Forum Moderators: not2easy
Sometimes, this copied content will end of on a page with greater "authority" then your own (e.g. PageRank) and you can find your page being removed completely from the SERPs in favour of the copier's page. In certain cases I've had to file DMCA complaints to have pages removed from the SERPs altogether because of this, which is a real pain.
In order to prevent this, it would be useful to find the duplicate pages very quickly and have them removed. Finding the duplicate pages in Google (or whatever) isn't difficult - the problem is that when you repeat the steps several hundred times it becomes incredibly time consuming, so this could clearly benefit from some automation. I should be building pages, not hunting down site copying scum.
Indeed, the principles of automation are really simple if you have the skills. Ask Google to find "something with a unique block of text in it" -mydomainname and it should always come up with no matches. Where matches are found, it should be simple to come up with a report.
So why can't I find a tool to do this?
The closest thing I've seen is Copysentry and really that looks expensive. The free version (Copyscape) picks up loads of false positives and scraper sites that I'm not too bothered about... what I want to find is copied text large enough to be considered a duplicate.
How do other webmasters go about protecting their sites? Are there other tools that can help which I just haven't been able to find? Is Copysentry better than Copyscape?
Thanks :)
Have you tried building a database? You can use a spreadsheet if you prefer.

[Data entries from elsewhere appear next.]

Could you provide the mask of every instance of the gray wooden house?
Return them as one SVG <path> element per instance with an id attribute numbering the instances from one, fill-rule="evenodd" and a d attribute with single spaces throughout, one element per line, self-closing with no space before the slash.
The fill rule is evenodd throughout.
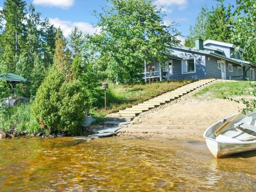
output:
<path id="1" fill-rule="evenodd" d="M 244 60 L 243 49 L 238 51 L 236 45 L 208 39 L 196 40 L 196 47 L 167 48 L 172 51 L 169 60 L 163 65 L 159 62 L 152 66 L 151 78 L 163 80 L 216 78 L 230 80 L 254 80 L 256 65 Z M 147 68 L 143 79 L 150 78 Z"/>

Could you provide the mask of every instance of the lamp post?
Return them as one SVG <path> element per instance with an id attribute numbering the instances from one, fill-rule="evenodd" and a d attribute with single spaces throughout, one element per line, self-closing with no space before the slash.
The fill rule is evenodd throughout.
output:
<path id="1" fill-rule="evenodd" d="M 151 66 L 147 66 L 147 69 L 150 70 L 150 84 L 151 81 L 151 70 L 152 69 L 152 67 Z"/>
<path id="2" fill-rule="evenodd" d="M 109 88 L 109 84 L 106 82 L 102 83 L 102 88 L 105 90 L 105 110 L 106 110 L 106 89 Z"/>

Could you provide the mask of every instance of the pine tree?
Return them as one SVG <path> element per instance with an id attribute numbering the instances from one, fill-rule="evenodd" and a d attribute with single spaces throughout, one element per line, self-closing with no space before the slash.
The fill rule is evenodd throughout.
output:
<path id="1" fill-rule="evenodd" d="M 41 49 L 43 56 L 43 64 L 46 69 L 50 68 L 53 63 L 56 32 L 57 29 L 48 18 L 46 18 L 41 23 Z"/>
<path id="2" fill-rule="evenodd" d="M 9 72 L 15 71 L 15 57 L 20 54 L 21 45 L 24 42 L 26 2 L 22 0 L 6 0 L 1 11 L 6 21 L 2 35 L 3 59 Z"/>
<path id="3" fill-rule="evenodd" d="M 75 26 L 69 35 L 69 44 L 72 52 L 72 57 L 80 56 L 84 43 L 82 31 Z"/>

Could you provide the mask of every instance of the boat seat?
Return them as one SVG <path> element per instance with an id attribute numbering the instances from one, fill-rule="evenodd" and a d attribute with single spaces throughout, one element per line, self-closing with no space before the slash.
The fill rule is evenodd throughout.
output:
<path id="1" fill-rule="evenodd" d="M 251 131 L 245 132 L 239 129 L 227 131 L 222 133 L 221 135 L 242 141 L 249 141 L 256 140 L 256 132 Z"/>
<path id="2" fill-rule="evenodd" d="M 216 141 L 218 142 L 227 142 L 230 143 L 239 143 L 242 142 L 237 139 L 233 139 L 221 134 L 216 137 Z"/>
<path id="3" fill-rule="evenodd" d="M 240 128 L 242 130 L 249 130 L 256 132 L 256 126 L 251 125 L 250 124 L 238 122 L 234 124 L 236 127 Z"/>

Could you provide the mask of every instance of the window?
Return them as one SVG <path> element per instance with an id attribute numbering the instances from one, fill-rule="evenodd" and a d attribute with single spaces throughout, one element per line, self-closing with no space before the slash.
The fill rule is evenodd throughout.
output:
<path id="1" fill-rule="evenodd" d="M 194 59 L 183 60 L 181 61 L 182 73 L 196 72 L 196 65 Z"/>
<path id="2" fill-rule="evenodd" d="M 254 70 L 253 69 L 250 69 L 250 79 L 254 79 Z"/>
<path id="3" fill-rule="evenodd" d="M 221 61 L 218 60 L 218 69 L 221 69 Z"/>
<path id="4" fill-rule="evenodd" d="M 241 67 L 238 67 L 238 76 L 243 75 L 243 70 Z"/>
<path id="5" fill-rule="evenodd" d="M 228 71 L 231 72 L 233 71 L 233 65 L 231 63 L 228 63 Z"/>
<path id="6" fill-rule="evenodd" d="M 167 63 L 167 71 L 168 72 L 169 75 L 173 75 L 173 60 L 169 60 Z"/>

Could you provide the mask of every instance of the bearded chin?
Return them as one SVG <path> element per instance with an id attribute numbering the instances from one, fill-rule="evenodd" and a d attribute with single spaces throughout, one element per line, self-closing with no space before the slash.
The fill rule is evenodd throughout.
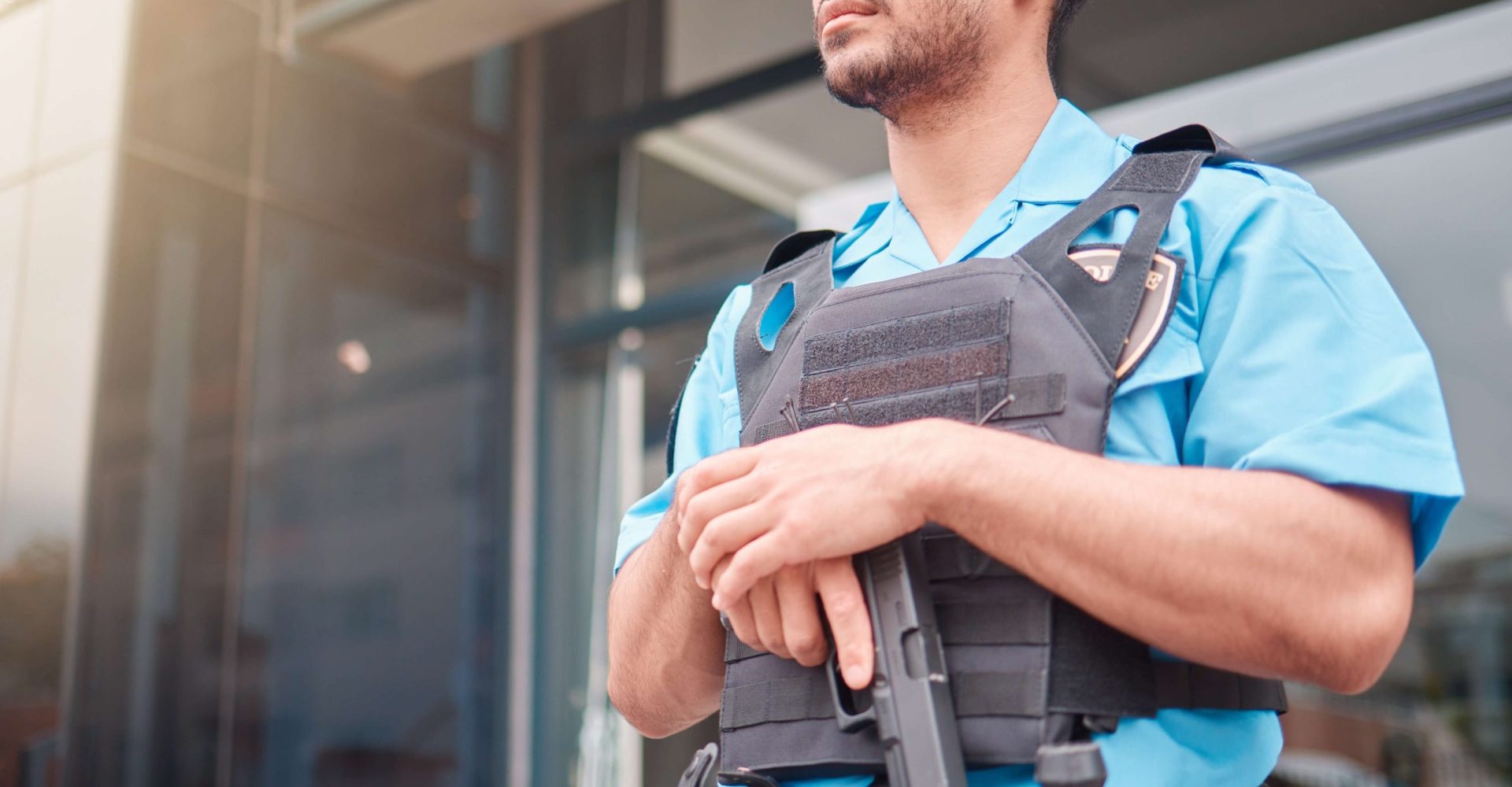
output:
<path id="1" fill-rule="evenodd" d="M 912 107 L 951 104 L 977 83 L 986 56 L 986 30 L 971 18 L 954 20 L 907 30 L 869 56 L 845 57 L 851 36 L 839 33 L 829 45 L 824 86 L 842 104 L 889 121 Z"/>

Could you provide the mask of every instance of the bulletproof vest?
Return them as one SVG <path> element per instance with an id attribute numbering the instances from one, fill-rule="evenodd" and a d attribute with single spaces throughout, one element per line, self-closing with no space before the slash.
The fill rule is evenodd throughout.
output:
<path id="1" fill-rule="evenodd" d="M 741 443 L 939 417 L 1101 455 L 1117 384 L 1158 340 L 1179 293 L 1185 263 L 1161 252 L 1160 239 L 1201 168 L 1231 160 L 1240 154 L 1207 128 L 1172 131 L 1139 145 L 1013 257 L 874 284 L 833 285 L 835 233 L 783 240 L 735 335 Z M 1072 248 L 1119 208 L 1139 211 L 1122 246 Z M 1279 683 L 1155 660 L 1146 643 L 937 524 L 925 526 L 924 545 L 969 767 L 1033 763 L 1042 745 L 1160 708 L 1285 710 Z M 883 773 L 875 730 L 836 724 L 826 669 L 730 634 L 723 769 L 782 779 Z"/>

Simply, input your search terms with its unique content into the search engine, then save the url in the database/spreadsheet.
Once you've got the key search terms you don't need to re-type these, just run the search by clicking on the saved url in the database.
Keep adding new and unique search terms to the database as you go.
HTH
I periodically check the five or six pages I care the most about -- most unique content, most visited, etc. -- and figure that if no one is ripping them off, they aren't ripping off other pages either.
How do other webmasters go about protecting their sites?
I haven't found a tool other than a good Site Meter which gives me all the referral links. If you have too much traffic to do this then maybe Google is a good alternative.
What i do is contact the owner and ask them to remove my content. If I don't hear back within a few days then I write their host giving them all the links they need to verify what I'm saying (often a google cache is a good 3rd party witness).
I usually hear back from the host within 24 hours because they are bound by law to not allow copyright infringement to prosper where their clients are concerned or they will loose their lisence so they usually react pretty quickly.
They usually inform me they will remove the site entirely if the culprit doesn't remove the content within the next 24 hours.
This is time consuming work because it takes about 1/2 hour to write the letter, get the email address (often only found on domain WhoIs data). Then if that doesn't work you have to write the hosting company too--another 1/2 hour.
And multiply that by the 25 sites I manage and that's about all I get done some days.
But it's usually effective and you get the pleasure of seening a crook loose his livelihood.
Ha!
[edited by: rogerd at 1:50 pm (utc) on Feb. 24, 2005]
[edit reason] No specifics/URLs, please... [/edit]